Lot's of progress has been made over the past week, and I'm satisfied with the progress. I have been working on interfacing the CHR-UM6 IMU device. It's actually rather complex to interface to, mainly because it's a complicated device. There's approximately 50 registers or so, and numerous configuration options. In any case, I'll be writing the device driver for that. Should be lots of fun.Luke and I also worked on assembling the frame on Friday. We got the motors up and running, and did some basic tests. Exciting stuff! Luke blogged about it, so check it out.
Finally, I also did some research into quadcopter control theory. Turns out that (no surprise) it's really complex. Quadcopters have so many different things going on concurrently, and so to control it all requires lot's of math. The best paper that I have found so far is "Design and Implementation of a Structured Flight Controller for a 6DoF Quadrotor Using Quaternions" (paper here, and html link here). This paper and the others have lot's of theory, but it appears that at the base of it all is a simple idea: your airframe is rotated to a certain orientation, and your control program has a desired orientation for the airframe. Then the program simply calculates the motor outputs necessary to rotate from the current orientation to the desired orientation, and you're flying.
Unfortunately, a quadcopter has any number of different problems. When the quadrotor is moving sideways through the air, the propeller blades "flap": the leading edge is pushed up above the plane of rotation, and the trailing edge below. When a quadrotor is moving up or down through the air, the moving airflow through the propellers creates a different amount of thrust relative to a stationary hover. In addition, each motor and blade is slightly different, so the same control input to each motor will produce a different thrust. Together, these (and more!) small things add up to make it much more difficult to control a quadrotor.
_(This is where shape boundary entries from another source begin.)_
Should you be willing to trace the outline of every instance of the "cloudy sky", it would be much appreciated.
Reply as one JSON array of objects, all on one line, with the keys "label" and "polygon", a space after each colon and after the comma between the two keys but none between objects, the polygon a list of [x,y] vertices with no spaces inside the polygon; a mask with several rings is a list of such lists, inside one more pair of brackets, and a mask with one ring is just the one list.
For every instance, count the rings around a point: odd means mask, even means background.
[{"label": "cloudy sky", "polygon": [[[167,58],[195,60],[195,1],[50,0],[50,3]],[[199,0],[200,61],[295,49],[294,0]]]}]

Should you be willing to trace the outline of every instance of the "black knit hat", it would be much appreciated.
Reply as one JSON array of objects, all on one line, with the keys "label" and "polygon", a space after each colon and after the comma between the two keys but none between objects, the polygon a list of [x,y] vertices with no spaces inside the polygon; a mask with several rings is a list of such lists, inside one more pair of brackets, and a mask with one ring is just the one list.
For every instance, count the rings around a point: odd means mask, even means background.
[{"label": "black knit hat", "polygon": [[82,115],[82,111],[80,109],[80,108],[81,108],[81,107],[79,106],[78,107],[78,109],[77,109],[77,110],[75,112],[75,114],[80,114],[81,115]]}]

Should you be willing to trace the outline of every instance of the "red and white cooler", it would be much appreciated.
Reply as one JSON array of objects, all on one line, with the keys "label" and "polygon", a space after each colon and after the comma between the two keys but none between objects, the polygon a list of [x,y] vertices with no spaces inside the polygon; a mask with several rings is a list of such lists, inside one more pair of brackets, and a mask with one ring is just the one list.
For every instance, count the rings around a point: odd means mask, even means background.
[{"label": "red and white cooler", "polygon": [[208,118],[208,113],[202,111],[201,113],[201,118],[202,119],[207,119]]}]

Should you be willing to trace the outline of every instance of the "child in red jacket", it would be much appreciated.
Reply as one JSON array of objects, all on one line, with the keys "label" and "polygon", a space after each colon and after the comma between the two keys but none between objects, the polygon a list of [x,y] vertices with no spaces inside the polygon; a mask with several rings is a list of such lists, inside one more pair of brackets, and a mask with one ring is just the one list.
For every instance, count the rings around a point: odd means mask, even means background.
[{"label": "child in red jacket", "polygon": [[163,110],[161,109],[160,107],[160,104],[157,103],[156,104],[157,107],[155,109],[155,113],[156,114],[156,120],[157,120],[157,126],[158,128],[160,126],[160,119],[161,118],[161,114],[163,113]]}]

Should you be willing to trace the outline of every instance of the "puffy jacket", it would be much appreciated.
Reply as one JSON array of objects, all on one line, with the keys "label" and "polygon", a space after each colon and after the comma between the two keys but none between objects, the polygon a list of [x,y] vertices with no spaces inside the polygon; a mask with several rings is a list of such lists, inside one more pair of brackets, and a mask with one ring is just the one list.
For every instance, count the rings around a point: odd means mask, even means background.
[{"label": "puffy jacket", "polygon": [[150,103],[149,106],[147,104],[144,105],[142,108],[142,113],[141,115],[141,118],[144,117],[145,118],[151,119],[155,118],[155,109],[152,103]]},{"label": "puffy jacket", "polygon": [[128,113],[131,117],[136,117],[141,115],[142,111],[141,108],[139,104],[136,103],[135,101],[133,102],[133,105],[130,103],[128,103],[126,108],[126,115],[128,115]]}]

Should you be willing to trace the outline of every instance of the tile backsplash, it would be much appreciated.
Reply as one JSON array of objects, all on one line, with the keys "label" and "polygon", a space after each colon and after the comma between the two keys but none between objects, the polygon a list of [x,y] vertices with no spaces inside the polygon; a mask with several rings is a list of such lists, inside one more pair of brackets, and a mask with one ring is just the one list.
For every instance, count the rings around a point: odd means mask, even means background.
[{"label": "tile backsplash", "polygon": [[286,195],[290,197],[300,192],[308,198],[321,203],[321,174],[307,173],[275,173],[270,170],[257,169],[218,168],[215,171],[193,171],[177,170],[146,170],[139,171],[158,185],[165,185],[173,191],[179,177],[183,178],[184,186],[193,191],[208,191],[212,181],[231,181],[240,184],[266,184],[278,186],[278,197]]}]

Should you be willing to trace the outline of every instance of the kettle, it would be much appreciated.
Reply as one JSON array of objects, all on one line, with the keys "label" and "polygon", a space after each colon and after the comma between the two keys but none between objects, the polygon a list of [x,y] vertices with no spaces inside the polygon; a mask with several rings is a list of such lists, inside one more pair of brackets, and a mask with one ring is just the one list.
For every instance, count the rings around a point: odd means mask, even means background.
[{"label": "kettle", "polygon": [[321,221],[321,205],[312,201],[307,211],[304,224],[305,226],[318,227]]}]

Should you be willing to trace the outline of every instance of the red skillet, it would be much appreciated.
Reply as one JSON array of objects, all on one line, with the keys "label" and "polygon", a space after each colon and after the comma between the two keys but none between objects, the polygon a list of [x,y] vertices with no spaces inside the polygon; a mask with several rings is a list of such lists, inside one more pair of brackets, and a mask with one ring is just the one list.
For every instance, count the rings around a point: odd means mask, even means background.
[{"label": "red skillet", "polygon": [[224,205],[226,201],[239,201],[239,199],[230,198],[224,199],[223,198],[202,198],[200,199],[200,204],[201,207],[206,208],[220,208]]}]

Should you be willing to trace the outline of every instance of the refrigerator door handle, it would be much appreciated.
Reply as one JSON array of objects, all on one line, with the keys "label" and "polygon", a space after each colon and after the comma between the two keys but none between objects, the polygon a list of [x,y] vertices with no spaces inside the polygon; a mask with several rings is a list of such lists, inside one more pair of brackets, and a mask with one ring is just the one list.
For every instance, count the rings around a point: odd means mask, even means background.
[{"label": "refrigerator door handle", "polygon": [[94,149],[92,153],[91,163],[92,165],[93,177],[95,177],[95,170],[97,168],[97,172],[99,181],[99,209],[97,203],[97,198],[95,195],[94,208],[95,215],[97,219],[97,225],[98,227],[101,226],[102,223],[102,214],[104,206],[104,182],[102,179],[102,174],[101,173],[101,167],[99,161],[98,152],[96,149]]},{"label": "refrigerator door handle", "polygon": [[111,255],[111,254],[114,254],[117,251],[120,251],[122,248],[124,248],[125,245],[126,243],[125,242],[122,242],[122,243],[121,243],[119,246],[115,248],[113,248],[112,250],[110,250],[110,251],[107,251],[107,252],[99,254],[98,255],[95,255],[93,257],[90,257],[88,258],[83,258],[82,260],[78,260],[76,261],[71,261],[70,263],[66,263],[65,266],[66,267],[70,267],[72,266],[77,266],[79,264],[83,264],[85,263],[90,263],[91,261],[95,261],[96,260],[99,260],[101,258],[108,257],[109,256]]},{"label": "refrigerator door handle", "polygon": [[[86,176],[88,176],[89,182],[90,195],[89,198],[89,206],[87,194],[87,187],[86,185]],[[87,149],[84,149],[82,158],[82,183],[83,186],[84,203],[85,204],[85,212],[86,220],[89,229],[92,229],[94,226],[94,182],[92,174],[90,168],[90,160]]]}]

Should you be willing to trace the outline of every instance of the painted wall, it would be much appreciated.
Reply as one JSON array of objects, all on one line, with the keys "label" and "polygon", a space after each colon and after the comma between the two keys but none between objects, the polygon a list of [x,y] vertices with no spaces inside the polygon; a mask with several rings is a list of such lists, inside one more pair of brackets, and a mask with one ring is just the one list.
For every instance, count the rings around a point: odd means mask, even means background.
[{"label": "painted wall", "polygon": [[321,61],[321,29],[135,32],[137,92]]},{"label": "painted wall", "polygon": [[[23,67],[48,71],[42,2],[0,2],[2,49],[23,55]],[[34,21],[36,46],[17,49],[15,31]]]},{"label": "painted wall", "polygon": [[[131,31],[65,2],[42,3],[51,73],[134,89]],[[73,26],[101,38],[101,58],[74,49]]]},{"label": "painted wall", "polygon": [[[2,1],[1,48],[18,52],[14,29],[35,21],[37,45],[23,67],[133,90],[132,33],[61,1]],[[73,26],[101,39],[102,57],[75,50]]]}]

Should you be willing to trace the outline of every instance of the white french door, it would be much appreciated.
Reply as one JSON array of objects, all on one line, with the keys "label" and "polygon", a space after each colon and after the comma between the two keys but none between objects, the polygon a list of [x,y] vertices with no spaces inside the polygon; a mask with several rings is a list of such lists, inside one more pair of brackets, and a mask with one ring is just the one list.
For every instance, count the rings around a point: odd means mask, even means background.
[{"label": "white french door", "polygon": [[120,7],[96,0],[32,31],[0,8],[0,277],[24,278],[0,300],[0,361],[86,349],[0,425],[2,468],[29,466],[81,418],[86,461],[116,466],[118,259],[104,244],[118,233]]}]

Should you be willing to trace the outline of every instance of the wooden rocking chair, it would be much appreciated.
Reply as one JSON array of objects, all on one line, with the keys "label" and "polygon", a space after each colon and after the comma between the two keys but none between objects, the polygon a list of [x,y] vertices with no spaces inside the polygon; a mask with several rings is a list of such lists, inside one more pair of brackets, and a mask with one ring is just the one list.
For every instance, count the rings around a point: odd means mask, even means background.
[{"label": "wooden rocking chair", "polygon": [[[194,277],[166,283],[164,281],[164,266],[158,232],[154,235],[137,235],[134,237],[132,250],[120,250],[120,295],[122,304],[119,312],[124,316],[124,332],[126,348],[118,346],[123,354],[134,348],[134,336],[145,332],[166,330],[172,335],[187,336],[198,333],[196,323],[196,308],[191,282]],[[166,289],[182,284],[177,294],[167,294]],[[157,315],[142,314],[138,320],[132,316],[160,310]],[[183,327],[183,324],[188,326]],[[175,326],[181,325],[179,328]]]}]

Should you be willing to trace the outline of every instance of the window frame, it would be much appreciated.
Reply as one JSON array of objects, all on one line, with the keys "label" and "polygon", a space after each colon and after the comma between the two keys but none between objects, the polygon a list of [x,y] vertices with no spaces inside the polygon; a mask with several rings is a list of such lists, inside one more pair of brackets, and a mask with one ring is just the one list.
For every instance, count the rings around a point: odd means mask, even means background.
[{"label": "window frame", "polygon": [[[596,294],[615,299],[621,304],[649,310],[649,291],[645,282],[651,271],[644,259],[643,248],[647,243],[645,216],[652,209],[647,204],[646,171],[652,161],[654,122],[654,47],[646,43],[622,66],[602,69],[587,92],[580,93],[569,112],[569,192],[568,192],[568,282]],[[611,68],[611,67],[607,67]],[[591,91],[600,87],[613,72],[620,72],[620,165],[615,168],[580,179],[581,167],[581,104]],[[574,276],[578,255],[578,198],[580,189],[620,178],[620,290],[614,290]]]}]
This leads to my critical question of the week: what is the basic control model of a quadcopter, and what are it's limits?
So, I'll be exploring that, along with writing as much low level driver code as I can get. I'll need to write some code to process the quaternion math: each iteration through a control loop will take an estimated ~10 quaternion multiplications. Each quaternion multiplication takes 16 multiplies and 12 adds, each of which is floating (or fixed) point. Since the Propeller doesn't have a hardware multiplier or FPU we'll have to come up with a way of working around that. The object exchange has a very nice floating point object (here) that has all the routines written for floating point. It even has timing for the function calls, from which I calculated that one quaternion multiplication will take about 1ms at 100MHz clock speed, using the provided code. But, if I modify that code and write a new object I anticipate that it will take somewhere around 0.2ms to complete a multiplication. At ~10 multiplications per control loop, it will be able to run at 500Hz.
All this took in excess of 30 hours to work on.
Next week, I'll be learning more about quaternions and quadrotor control, and I'll do some device driver programming to break up the monotony.